Sensing her rising momentum, the guardian angel's wings flared open with surgical grace. Glowing runes etched into each feather pulsed as they detached, slicing through the air like divine arrows. Their trajectory was flawless—each piercing shot tearing a brilliant, destructive path through the jungle, uprooting trees and carving trenches in the earth like celestial wrath made manifest.
Marisia expected nothing less—she slipped between the incoming feathers with sinuous precision, her spine bending and stretching like a viper in mid-strike. Her armor flexed and shifted to support her contortions, feeding off her momentum, but even with its aid, a few divine feathers grazed her—sharp, searing reminders of just how narrow the risk she took could be.

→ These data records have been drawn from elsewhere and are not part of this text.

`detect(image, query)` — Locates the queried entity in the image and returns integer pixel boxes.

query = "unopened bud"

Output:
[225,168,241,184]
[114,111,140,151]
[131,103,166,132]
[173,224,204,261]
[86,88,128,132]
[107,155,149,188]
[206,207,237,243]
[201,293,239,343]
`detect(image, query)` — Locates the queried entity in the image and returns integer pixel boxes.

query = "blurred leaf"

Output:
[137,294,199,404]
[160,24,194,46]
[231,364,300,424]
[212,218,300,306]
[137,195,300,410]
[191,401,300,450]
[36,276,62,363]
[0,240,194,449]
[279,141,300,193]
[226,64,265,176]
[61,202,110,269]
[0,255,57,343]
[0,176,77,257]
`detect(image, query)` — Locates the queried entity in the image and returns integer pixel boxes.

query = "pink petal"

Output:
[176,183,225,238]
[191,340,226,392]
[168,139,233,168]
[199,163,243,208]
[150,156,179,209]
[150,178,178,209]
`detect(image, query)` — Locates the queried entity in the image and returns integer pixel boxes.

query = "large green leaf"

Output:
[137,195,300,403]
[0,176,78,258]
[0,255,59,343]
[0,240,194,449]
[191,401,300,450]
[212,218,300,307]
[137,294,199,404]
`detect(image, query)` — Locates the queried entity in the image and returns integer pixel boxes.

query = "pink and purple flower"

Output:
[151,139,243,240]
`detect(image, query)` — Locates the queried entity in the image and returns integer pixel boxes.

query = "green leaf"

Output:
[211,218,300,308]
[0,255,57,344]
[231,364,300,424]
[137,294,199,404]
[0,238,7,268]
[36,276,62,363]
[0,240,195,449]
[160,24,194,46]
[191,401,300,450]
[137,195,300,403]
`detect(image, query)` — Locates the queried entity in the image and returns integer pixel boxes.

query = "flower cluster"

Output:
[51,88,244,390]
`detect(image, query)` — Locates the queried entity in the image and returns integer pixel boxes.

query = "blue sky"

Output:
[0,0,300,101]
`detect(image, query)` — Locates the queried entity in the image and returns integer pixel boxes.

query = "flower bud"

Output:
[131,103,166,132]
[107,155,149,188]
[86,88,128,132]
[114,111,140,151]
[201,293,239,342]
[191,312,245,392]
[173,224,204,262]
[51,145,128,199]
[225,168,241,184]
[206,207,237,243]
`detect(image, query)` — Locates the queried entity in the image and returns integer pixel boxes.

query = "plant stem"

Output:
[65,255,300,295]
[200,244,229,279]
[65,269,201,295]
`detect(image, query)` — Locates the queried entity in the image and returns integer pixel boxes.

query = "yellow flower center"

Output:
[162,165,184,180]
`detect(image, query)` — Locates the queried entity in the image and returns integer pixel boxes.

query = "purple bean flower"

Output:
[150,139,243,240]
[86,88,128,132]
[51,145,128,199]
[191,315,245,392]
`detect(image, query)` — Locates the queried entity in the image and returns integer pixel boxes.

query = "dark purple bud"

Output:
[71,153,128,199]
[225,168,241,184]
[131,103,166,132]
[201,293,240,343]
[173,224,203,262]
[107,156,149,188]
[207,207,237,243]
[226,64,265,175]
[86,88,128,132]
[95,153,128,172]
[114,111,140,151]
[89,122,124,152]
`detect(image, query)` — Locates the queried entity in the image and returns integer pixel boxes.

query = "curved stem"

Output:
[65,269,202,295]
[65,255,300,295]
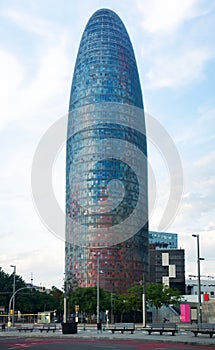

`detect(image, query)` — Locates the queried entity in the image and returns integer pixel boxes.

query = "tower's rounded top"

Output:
[70,8,143,110]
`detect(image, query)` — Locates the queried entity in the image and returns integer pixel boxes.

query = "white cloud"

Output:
[146,47,211,89]
[3,10,62,40]
[194,151,215,167]
[136,0,208,34]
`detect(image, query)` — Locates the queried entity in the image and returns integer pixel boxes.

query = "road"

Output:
[0,335,212,350]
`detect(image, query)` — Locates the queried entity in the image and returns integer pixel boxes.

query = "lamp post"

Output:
[9,265,16,327]
[192,235,204,323]
[96,252,100,324]
[142,272,146,328]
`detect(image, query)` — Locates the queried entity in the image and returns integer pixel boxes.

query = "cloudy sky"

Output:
[0,0,215,288]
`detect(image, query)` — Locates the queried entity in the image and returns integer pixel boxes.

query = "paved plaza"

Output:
[0,324,215,350]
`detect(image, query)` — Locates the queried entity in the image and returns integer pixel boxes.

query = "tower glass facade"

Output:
[65,9,148,292]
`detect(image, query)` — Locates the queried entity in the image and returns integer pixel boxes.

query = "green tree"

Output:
[146,283,182,321]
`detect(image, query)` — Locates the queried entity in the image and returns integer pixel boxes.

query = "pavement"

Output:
[0,324,215,350]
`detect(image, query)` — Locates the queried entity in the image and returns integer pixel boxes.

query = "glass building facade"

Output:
[65,9,148,292]
[149,231,178,249]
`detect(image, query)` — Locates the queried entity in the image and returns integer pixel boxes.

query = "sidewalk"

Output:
[0,325,215,350]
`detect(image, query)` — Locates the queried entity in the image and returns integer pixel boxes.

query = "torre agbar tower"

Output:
[65,9,148,293]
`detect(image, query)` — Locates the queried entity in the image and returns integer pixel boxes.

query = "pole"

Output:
[96,252,100,324]
[192,235,204,323]
[142,273,146,328]
[8,287,33,324]
[63,277,67,323]
[9,265,16,327]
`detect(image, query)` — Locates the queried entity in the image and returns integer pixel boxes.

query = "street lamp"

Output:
[192,235,204,323]
[9,265,16,327]
[96,252,100,325]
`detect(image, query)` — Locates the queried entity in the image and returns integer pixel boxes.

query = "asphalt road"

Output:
[0,335,212,350]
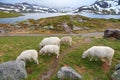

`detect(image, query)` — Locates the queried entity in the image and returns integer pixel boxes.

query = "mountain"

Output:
[75,0,120,14]
[0,2,58,13]
[58,7,74,13]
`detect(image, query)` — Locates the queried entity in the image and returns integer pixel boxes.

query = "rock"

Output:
[115,64,120,71]
[104,29,120,39]
[111,70,120,80]
[57,66,83,80]
[0,61,27,80]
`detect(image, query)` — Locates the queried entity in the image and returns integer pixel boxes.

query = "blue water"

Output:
[0,13,120,23]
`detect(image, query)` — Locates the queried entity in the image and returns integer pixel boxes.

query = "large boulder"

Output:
[104,29,120,39]
[57,66,82,80]
[0,61,27,80]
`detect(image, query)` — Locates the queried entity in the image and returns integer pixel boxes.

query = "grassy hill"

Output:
[5,15,120,34]
[0,12,22,18]
[0,36,120,80]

"Humph!" Her [Energy]-laced claws tore across the guardian angel's shoulder, carving a shallow gouge into its immaculate flesh. She dropped low, narrowly evading the angel's retaliatory slash—the sheer force of it warping the air around her like heat off molten metal. In a seamless motion, she twisted into a sharp backkick, knocking the radiant blade off course. "I don't know why you're here," she growled, retreating just in time as a second divine strike scorched a hole into the earth beside her. "But the Church will pay for meddling in Moorgrel's affairs!"
The guardian angel staggered back several steps, its wings flaring wide in reflex as scorched feathers shimmered and began to regenerate. Its once impassive face curled into an expression of disdainful arrogance. "Moorgrel?" it spat, the name like poison on its tongue, its voice reverberating across the battlefield like judgment made sound. "The Hero has no use for vermin like you."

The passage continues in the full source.